Far from reducing the global proliferation of nuclear weaponry, the decline of confidence in America's deterrent is likely to exacerbate that trend. As the bipartisan Congressional Commission on the Strategic Posture of the United States put it in an interim report last December: "Our non-proliferation strategy will continue to depend upon U.S. extended deterrence strategy as one of its pillars. Our military capabilities, both nuclear and conventional, underwrite U.S. security guarantees to our allies, without which many of them would feel enormous pressures to create their own nuclear arsenals....The U.S. deterrent must be both visible and credible, not only to our possible adversaries, but to our allies as well." (Emphasis in the original.)
Ironically, these acts of U.S. self-restraint in the interest of setting an "example" for the rest of the world are quintessential progressive realism - a practice that reflexively believes America must stop doing things in its self-defense that, in light of world conditions and hard experience, are perfectly sensible, all in the hope that the rest of the world will behave in ways that history suggests are not in the cards.
An even more dramatic example of this vaulting unrealism is the Obama administration's response to the growing threat of ballistic missiles in the hands of actual and potential U.S. adversaries. The Russians and Chinese are perfecting new generations of advanced missiles, including some designed to defeat defenses and destroy carrier battle groups. Meanwhile, the Iranians and North Koreans are testing ever-longer-range "space-launch vehicles" and other ballistic missiles, apparently with a view to being able to execute strategic electro-magnetic pulse (EMP) attacks against the United States. (For a vivid insight into the horror such an attack would inflict on our society, see the best-selling new novel by Bill Forstchen, One Second After.)
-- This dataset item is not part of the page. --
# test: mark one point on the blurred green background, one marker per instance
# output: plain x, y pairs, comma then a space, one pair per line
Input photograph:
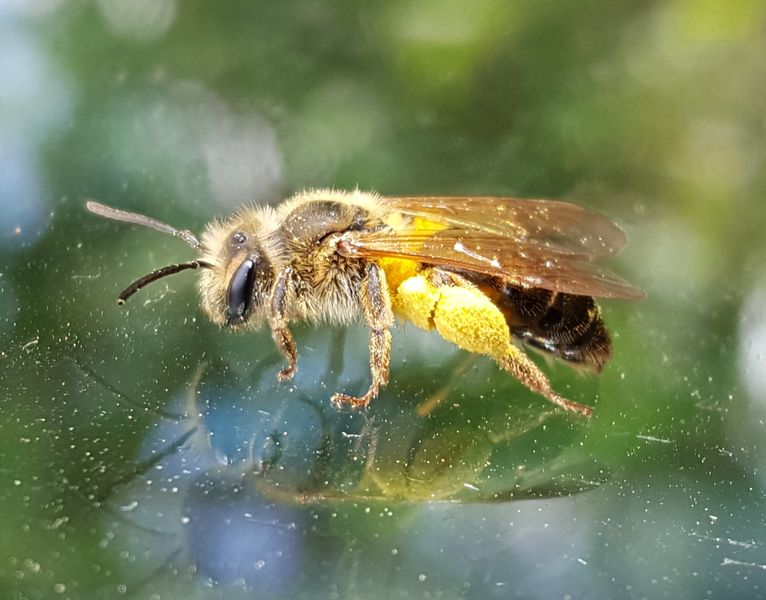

Incredibly, Team Obama thinks the way to address this grave and growing danger is: to cut billions from our anti-missile defense programs - especially those designed to protect our homeland against EMP and other attacks; to forego deployment in Europe of missile defense radars and interceptors as NATO has twice agreed to do; and to resuscitate preposterously out-dated Cold War notions of U.S.-Russian "stability" by imposing new bilateral restrictions on defenses. The only realistic prognosis from such a U.S. approach would be more threatening missiles around the world and fewer American capabilities to defeat them.
American security policy needs to be rooted in realism, alright. But that should be in the sense of what might be called "conservative realism" - in accordance with which the United States needs to equip itself and behave in light of the way the world really is, not on the basis of some fantasy about how it might be if only we disarmed.